Dual Loss Calculation Failed. RuntimeError: one of the variables needed for gradient computation has been modified by an inplace operation

zaber666 · July 6, 2022, 8:26pm

So, What i am basically trying to do can be summarized below.

I want to reconstruct the parameter values of the weight of a convolutional layer and want to optimize the network on both this reconstruction loss and categorial cross-entropy loss. It works fine only while optimizing on cross-entropy loss but fails when I add the reconstruction loss. Basically the gradient is not passing through the NN(Neural Net) to update it’s parameter. I want it’s weight to get updated.

The network that I build was like below,

class MODEL(nn.Module):
    def __init__(self):
        super(MODEL, self).__init__()
        
        self.conv1 = nn.Conv2d(in_channels=3, out_channels=64, kernel_size=(3,3), padding=1)
        self.max_pool1 = nn.MaxPool2d(kernel_size=(3,3))
        self.reBuilder = nn.Conv2d(in_channels=3, out_channels=3, kernel_size=(5,5), padding=2)
        self.lossfn = torch.nn.L1Loss(reduction="mean")
        
        self.conv2 = nn.Conv2d(in_channels=64, out_channels=256, kernel_size=(3,3), padding=1)
        self.max_pool2 = nn.MaxPool2d(kernel_size=(3,3))
        self.conv3 = nn.Conv2d(in_channels=256, out_channels=512, kernel_size=(3,3), padding=1)
        self.max_pool3 = nn.MaxPool2d(kernel_size=(3,3))
        
        self.dense = nn.Linear(in_features=512, out_features=10)
        
        
    def forward(self, x):
        ckpt = self.state_dict()
        
        weight = ckpt["conv1.weight"].detach().clone().permute((3,2,1,0)) #output_shape (3,3,3,64)
        weightNew = self.reBuilder(weight)
        loss = self.lossfn(weightNew, weight)

        weightNew = weightNew.permute((3, 2, 1, 0))
        weightFinal = weightNew.detach().clone()

        ckpt["conv1.weight"] = weightFinal
        self.load_state_dict(ckpt)
        
        x = self.conv1(x)
        x = self.max_pool1(x)
        x = self.conv2(x)
        x = self.max_pool2(x)
        x = self.conv3(x)
        x = self.max_pool3(x)
        x = torch.flatten(x, start_dim=1)
        x = self.dense(x)
        
        return x, loss

The forward and backward pass code is like,

model = MODEL()
criterion = nn.BCEWithLogitsLoss().to("cuda")

outputs, recoLoss = model(images)
ceLoss = criterion(outputs, targets)
loss = ceLoss + recoLoss
loss.backward()
optimizer.step()

If loss contains only ceLoss it works.

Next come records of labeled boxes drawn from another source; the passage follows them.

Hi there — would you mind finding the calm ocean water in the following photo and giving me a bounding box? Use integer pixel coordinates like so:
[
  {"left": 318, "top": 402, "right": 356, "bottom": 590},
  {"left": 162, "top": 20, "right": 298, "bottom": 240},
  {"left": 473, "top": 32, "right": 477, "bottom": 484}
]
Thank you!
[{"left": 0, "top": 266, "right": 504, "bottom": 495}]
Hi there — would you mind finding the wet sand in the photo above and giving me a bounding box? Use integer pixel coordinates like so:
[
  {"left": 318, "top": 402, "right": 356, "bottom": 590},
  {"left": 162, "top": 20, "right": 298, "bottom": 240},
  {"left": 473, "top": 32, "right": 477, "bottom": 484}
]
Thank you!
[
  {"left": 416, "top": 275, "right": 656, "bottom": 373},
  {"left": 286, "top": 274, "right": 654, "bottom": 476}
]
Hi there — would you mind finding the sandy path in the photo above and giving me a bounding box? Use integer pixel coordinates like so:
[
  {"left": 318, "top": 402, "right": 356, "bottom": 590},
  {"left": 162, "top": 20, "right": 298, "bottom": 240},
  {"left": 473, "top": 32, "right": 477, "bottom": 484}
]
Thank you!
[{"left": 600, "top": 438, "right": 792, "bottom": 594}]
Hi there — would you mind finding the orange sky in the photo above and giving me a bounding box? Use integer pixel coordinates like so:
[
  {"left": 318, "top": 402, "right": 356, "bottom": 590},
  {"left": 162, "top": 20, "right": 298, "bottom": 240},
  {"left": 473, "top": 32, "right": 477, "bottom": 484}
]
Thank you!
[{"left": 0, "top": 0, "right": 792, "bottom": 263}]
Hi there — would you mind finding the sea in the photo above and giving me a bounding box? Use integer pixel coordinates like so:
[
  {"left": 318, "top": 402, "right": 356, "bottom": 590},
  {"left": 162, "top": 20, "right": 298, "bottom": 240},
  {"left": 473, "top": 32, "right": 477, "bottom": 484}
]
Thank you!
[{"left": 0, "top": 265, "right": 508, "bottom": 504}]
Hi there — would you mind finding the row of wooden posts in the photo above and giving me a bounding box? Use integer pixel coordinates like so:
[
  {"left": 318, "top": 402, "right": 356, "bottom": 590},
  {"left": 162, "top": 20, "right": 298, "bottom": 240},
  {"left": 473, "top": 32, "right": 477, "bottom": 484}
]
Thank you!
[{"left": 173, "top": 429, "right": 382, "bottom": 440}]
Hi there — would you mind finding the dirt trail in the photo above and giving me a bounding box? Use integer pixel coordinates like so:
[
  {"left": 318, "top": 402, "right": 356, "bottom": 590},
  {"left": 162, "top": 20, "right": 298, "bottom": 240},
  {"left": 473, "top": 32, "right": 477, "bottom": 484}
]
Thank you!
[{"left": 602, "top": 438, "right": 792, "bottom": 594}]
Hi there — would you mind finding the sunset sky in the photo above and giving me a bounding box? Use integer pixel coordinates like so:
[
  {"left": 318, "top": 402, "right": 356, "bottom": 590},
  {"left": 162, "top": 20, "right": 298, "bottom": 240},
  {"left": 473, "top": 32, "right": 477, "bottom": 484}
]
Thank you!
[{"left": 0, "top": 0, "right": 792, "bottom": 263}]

But when I add recoLoss term it gives the following error.

"RuntimeError: one of the variables needed for gradient computation has been modified by an inplace operation: [torch.cuda.FloatTensor [3, 3, 5, 5]] is at version 2; expected version 1 instead. Hint: enable anomaly detection to find the operation that failed to compute its gradient, with torch.autograd.set_detect_anomaly(True)."

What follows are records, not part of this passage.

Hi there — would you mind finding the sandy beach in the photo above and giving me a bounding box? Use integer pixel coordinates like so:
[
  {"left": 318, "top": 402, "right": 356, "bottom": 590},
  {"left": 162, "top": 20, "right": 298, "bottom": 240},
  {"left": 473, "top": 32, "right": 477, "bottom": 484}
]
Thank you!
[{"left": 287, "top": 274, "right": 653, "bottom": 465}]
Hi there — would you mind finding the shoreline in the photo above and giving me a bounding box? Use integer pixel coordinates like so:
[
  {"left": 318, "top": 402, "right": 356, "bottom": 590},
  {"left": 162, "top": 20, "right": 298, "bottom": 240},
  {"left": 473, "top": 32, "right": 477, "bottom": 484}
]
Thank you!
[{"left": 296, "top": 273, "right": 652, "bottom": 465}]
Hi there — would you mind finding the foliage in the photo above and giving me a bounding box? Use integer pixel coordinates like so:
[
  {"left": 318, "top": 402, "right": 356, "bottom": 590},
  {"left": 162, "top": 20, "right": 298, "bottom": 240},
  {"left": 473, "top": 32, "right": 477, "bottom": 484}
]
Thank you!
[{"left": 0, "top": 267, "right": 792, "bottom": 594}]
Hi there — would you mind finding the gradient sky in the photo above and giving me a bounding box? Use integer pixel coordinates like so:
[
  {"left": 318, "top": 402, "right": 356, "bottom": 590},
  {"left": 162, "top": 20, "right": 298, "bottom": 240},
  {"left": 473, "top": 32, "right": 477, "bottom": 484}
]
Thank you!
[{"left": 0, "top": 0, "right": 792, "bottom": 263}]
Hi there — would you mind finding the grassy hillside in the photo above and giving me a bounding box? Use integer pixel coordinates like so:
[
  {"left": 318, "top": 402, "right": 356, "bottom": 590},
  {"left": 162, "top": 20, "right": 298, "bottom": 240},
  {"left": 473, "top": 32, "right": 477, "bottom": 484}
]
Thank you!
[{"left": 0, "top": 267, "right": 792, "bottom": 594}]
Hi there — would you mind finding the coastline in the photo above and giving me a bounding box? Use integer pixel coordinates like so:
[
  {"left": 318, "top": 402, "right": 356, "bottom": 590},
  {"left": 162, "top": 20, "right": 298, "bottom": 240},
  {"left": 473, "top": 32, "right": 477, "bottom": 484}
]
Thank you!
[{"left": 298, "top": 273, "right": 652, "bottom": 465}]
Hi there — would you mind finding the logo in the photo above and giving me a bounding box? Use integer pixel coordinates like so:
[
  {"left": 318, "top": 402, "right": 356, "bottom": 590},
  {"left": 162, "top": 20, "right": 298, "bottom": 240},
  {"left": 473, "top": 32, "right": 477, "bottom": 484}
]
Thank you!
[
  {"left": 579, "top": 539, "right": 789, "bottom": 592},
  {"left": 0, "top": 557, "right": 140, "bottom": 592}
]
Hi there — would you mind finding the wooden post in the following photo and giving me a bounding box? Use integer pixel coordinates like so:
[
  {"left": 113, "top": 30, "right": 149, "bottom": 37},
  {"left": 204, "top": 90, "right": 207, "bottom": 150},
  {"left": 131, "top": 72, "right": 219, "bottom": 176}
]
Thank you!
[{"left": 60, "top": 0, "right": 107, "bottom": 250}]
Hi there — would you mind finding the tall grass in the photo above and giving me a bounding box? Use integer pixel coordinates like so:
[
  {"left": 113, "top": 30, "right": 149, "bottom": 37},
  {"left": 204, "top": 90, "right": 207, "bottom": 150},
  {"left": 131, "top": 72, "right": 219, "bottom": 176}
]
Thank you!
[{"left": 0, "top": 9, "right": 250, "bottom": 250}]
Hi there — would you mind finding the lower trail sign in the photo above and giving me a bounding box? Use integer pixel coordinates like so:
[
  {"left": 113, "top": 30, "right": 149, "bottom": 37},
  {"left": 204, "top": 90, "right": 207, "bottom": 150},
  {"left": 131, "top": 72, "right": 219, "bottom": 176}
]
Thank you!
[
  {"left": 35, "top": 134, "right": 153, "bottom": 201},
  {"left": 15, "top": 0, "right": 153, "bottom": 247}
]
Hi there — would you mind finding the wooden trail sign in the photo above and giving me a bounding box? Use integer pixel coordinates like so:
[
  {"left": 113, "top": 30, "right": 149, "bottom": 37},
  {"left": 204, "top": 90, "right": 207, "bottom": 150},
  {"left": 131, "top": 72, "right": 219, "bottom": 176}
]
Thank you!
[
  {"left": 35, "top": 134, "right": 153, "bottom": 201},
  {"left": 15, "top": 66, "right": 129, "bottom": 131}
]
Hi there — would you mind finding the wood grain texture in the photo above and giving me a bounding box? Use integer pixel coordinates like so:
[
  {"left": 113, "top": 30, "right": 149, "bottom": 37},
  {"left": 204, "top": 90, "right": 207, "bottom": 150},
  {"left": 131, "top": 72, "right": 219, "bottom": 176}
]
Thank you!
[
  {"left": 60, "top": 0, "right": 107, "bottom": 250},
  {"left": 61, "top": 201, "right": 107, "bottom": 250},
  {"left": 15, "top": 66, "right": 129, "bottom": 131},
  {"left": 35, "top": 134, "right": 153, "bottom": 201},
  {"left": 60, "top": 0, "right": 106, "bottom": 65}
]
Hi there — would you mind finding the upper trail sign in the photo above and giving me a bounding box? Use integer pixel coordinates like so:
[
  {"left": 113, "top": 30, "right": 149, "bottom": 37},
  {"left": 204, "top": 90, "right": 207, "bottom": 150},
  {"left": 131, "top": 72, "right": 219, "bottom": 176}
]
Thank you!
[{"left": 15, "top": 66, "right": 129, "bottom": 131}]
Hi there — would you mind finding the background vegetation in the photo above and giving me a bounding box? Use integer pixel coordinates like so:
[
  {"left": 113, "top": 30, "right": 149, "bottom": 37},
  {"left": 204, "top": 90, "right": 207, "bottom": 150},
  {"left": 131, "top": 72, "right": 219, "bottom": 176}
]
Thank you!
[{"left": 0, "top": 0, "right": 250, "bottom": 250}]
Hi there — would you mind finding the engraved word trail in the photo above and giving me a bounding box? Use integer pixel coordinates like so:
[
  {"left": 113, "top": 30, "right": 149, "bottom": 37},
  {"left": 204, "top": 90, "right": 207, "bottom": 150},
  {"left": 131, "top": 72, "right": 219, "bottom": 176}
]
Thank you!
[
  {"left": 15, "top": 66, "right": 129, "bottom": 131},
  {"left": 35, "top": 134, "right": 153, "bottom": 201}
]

basically it is saying that, the parameters of the NN(in picture) or self.reBuilder in code have been modified already.
Can anyone help me in this regard?

AlphaBetaGamma96 · July 6, 2022, 9:38pm

zaber666:

        weight = ckpt["conv1.weight"].detach().clone().permute((3,2,1,0)) #output_shape (3,3,3,64)
        weightNew = self.reBuilder(weight)
        loss = self.lossfn(weightNew, weight)

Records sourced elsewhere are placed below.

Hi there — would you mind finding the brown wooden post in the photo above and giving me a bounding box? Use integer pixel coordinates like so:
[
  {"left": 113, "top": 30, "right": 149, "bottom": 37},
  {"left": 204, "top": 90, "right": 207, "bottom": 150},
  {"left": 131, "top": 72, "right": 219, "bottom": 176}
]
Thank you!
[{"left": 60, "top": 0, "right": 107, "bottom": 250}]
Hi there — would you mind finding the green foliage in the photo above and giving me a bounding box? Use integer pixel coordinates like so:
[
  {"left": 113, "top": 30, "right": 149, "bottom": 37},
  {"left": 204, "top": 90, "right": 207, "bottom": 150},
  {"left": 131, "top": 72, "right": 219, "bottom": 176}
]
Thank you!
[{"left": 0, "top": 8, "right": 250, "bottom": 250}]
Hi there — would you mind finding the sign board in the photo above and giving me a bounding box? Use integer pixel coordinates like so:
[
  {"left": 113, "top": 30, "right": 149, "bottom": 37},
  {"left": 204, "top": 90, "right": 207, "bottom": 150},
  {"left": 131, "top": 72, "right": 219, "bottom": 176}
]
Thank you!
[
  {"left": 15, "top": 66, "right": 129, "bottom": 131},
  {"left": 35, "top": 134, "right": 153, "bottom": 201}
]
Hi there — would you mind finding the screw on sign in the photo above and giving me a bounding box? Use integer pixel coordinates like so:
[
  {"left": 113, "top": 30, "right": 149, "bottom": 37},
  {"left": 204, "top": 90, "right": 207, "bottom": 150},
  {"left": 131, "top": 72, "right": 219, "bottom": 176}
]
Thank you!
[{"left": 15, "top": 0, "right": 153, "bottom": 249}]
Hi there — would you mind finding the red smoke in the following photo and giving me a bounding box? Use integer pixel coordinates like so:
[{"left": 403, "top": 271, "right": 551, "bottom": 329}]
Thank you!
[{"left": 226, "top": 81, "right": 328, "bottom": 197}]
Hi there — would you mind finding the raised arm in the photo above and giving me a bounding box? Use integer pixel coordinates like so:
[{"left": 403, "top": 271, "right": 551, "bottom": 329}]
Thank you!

        weightNew = weightNew.permute((3, 2, 1, 0))
        weightFinal = weightNew.detach().clone()

Can you replace the .detach().clone() with just .clone().

Also, if you load a state_dict during the forward pass surely that would overwrite all your weights? (And probably cause an in-place error as I think load_state_dict works in-place)